Zarif referred to Jared Kushner’s “deal of the century” — a Middle East peace plan that includes economic packages and investments in return for Israeli control — as “a delusion.” He said that Palestinian leaders have already rejected the plan and that the United States and Israel “must understand that peace and economic prosperity cannot happen until the issue of the occupation is addressed.”
Zarif added, “We have to distance ourselves from the delusion that Israel and the United States can be reliable partners.” This last comment made headlines across Iranian media. The comment coming from Zarif for an international audience is particularly interesting. Zarif’s bilateral negotiations with former US Secretary of State John Kerry was what facilitated the 2015 signing of the Joint Comprehensive Plan of Action (JCPOA), the nuclear deal between Iran and the five permanent members of the United Nations Security Council. Without direct negotiations between the United States and Iran, there likely would have never been a JCPOA, the signature foreign policy achievement of the Hassan Rouhani administration.
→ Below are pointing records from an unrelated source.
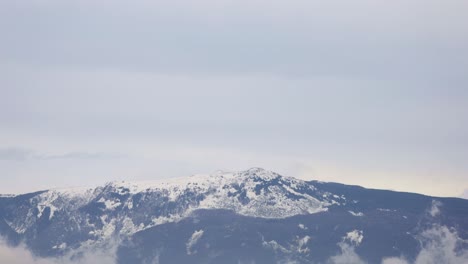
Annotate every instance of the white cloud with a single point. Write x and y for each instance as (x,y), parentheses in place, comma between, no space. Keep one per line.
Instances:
(435,208)
(348,255)
(21,255)
(464,194)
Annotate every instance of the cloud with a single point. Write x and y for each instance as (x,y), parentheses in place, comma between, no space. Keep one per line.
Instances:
(464,194)
(17,154)
(22,154)
(435,208)
(440,244)
(21,255)
(348,255)
(193,240)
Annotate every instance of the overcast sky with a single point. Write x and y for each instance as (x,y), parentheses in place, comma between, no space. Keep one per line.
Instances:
(365,92)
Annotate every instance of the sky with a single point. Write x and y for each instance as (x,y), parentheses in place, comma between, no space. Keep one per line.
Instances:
(365,92)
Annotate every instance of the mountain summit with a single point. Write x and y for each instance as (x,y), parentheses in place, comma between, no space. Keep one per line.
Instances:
(228,217)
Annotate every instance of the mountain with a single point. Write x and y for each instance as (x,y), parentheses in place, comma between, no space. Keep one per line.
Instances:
(253,216)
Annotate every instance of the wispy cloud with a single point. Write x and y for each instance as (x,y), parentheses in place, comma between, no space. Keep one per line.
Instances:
(21,255)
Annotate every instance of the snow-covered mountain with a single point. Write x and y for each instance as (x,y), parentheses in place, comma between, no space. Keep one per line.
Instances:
(227,217)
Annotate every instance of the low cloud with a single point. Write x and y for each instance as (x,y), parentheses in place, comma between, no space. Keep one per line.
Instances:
(348,255)
(440,244)
(23,154)
(464,195)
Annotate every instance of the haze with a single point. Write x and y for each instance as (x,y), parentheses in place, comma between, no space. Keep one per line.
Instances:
(372,93)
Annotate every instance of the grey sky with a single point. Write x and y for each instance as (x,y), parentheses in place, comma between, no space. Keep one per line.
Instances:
(363,92)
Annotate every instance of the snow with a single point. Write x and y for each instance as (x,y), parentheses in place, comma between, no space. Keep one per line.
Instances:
(220,190)
(193,240)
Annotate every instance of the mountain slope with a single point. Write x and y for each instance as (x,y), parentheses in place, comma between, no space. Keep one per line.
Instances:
(254,215)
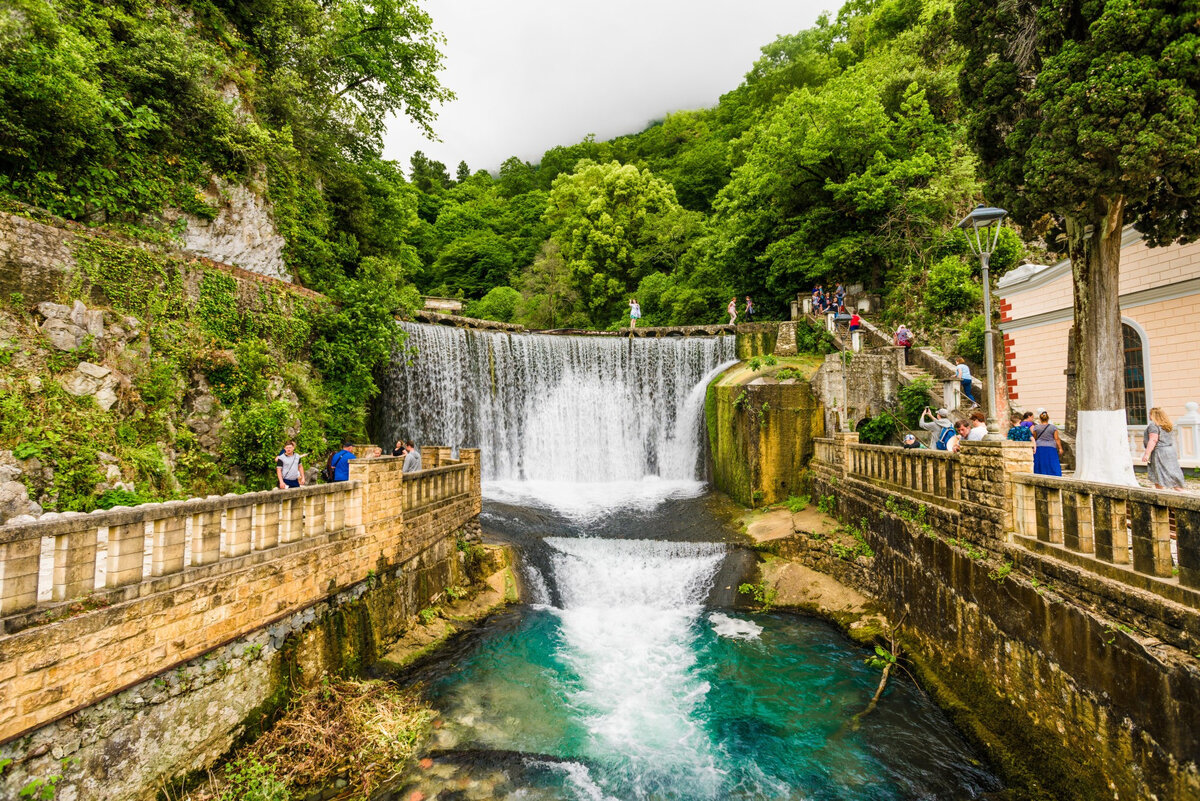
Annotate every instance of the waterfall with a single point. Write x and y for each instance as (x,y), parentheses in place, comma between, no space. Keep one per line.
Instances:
(628,632)
(556,408)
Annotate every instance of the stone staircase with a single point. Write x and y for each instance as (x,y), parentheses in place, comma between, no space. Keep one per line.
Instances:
(925,365)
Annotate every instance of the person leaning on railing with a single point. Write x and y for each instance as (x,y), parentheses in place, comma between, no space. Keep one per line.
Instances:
(1161,458)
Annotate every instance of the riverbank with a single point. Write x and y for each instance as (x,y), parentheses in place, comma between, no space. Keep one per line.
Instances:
(348,735)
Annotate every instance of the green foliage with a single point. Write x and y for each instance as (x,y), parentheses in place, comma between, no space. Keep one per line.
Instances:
(951,287)
(1001,572)
(499,303)
(797,504)
(253,780)
(877,429)
(763,595)
(970,343)
(913,399)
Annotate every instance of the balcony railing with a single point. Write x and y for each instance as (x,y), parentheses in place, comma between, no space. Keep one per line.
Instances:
(1121,525)
(70,555)
(927,475)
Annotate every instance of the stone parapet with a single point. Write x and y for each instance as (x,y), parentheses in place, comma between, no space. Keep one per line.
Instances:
(100,602)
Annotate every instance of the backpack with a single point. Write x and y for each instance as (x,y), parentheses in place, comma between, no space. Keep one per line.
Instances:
(327,473)
(945,438)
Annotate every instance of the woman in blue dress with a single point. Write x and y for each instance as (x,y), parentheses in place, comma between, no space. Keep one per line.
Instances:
(1047,447)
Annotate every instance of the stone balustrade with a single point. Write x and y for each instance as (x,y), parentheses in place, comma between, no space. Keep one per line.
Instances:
(921,474)
(1143,537)
(436,486)
(93,604)
(1119,525)
(71,555)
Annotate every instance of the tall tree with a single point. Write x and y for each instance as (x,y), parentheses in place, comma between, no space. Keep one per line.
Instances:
(1086,116)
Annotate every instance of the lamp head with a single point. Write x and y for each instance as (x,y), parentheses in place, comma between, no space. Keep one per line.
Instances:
(982,228)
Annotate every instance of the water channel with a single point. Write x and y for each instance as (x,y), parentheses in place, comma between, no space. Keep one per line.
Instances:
(630,674)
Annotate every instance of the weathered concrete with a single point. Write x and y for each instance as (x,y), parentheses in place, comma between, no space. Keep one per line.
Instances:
(155,676)
(760,432)
(1077,686)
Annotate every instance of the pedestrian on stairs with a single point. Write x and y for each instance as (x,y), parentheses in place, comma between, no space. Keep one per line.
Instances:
(904,339)
(964,374)
(936,426)
(1047,447)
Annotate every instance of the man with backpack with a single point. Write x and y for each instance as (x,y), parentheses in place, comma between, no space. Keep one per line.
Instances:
(937,427)
(339,468)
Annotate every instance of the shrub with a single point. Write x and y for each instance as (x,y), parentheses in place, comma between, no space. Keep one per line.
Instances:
(949,287)
(913,399)
(877,429)
(970,343)
(499,303)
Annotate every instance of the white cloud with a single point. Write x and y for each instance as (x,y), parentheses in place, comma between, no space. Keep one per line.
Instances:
(535,73)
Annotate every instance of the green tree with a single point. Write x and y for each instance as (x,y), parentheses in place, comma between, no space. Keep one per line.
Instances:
(615,224)
(1086,116)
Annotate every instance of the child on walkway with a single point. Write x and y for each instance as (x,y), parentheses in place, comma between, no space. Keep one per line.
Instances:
(1161,457)
(964,373)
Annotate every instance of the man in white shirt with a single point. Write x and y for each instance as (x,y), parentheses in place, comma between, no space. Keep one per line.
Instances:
(412,459)
(978,427)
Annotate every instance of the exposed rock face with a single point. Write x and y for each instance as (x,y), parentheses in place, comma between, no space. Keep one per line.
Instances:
(15,501)
(243,234)
(69,326)
(95,380)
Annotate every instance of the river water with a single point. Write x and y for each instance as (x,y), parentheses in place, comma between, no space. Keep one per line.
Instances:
(630,674)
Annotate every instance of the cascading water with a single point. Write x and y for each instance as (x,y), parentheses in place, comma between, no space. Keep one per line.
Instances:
(619,680)
(556,408)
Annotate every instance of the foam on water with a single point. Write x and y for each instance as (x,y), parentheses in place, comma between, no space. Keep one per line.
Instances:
(628,632)
(733,627)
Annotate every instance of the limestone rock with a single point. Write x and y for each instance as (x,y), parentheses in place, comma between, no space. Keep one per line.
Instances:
(243,233)
(96,380)
(15,503)
(67,326)
(63,333)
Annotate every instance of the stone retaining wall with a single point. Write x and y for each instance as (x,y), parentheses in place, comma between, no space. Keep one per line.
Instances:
(169,670)
(1078,686)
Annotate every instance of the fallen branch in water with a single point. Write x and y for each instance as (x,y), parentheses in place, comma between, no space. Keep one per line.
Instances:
(886,658)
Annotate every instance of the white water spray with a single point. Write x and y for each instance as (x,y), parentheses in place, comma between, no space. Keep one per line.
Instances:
(553,408)
(628,624)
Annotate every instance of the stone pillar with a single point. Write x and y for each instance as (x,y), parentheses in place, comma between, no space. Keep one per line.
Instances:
(987,492)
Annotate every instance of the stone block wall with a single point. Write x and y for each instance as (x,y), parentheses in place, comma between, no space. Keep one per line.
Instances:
(163,681)
(1033,658)
(37,260)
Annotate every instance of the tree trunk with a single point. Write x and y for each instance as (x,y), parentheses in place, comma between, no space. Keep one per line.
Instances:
(1102,449)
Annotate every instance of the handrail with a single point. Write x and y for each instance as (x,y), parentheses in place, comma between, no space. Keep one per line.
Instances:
(1120,525)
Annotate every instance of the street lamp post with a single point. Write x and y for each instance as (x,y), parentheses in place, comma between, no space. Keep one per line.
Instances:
(982,228)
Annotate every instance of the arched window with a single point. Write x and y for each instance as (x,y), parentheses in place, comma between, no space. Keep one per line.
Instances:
(1135,375)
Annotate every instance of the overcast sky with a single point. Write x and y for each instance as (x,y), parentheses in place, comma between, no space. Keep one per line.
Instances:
(535,73)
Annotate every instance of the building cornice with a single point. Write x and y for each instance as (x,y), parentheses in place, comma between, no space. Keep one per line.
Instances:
(1132,300)
(1051,272)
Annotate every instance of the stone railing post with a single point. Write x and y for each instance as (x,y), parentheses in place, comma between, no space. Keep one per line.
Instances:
(844,440)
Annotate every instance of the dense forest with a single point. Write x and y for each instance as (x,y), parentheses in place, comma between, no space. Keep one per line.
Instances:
(841,156)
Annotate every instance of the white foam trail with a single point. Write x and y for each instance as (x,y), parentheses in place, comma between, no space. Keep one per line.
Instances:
(733,627)
(585,503)
(628,626)
(557,409)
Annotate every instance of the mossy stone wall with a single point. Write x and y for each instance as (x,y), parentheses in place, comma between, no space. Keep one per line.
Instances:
(760,437)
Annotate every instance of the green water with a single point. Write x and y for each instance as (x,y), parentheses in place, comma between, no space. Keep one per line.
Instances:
(765,718)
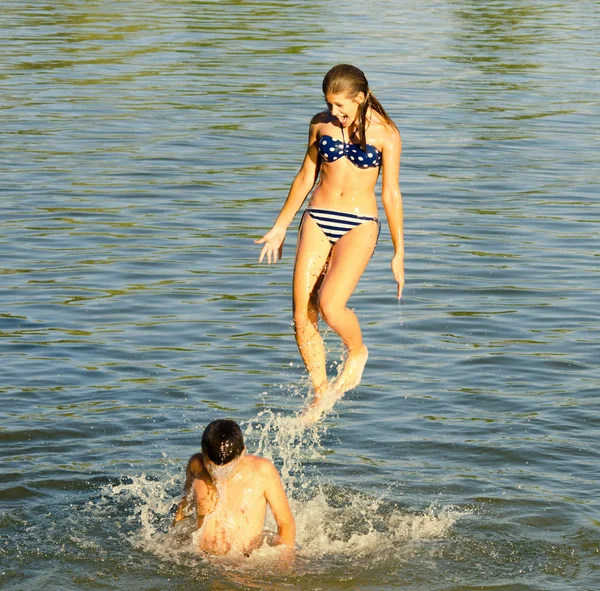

Hard-line Mashregh News could not pass up the opportunity to note the Rouhani administration's about-face on its reliance on the United States. Mashregh dug up old comments by former nuclear negotiator Abbas Araghchi, who once said that “Kerry’s signature is a guarantee” that the nuclear deal would be implemented. Iran reduced its nuclear activities in return for sanctions relief, which relied on US guarantees that as long as they remained committed to the deal they would not face further nuclear sanctions. While Iran has not resumed their previous nuclear levels since the 2018 US decision to exit the JCPOA, nuclear sanctions have been fully reapplied.
While the fate of the JCPOA remains in limbo as Europe attempts to salvage parts of it, Iranian domestic battles have moved on to bills concerning the Financial Action Task Force (FATF), money laundering and the financing of terrorism. Passing the bills would help Iran's economic situation and create financial transparency, according to its supporters in the Rouhani administration. Critics argue that the legislation — which FATF, the Paris-based anti-money laundering watchdog, wants passed — is a repeat of the mistakes of the JCPOA.
FATF recently announced that Iran has until February to implement the recommended reforms. Parliamentarian Akbar Ranjbarzadeh told Fars News Oct. 24 that FATF-related bills were a “colonial prescription” for the country. He warned that the “mistakes of the JCPOA were being repeated” and that all the JCPOA did was “limit our capabilities.”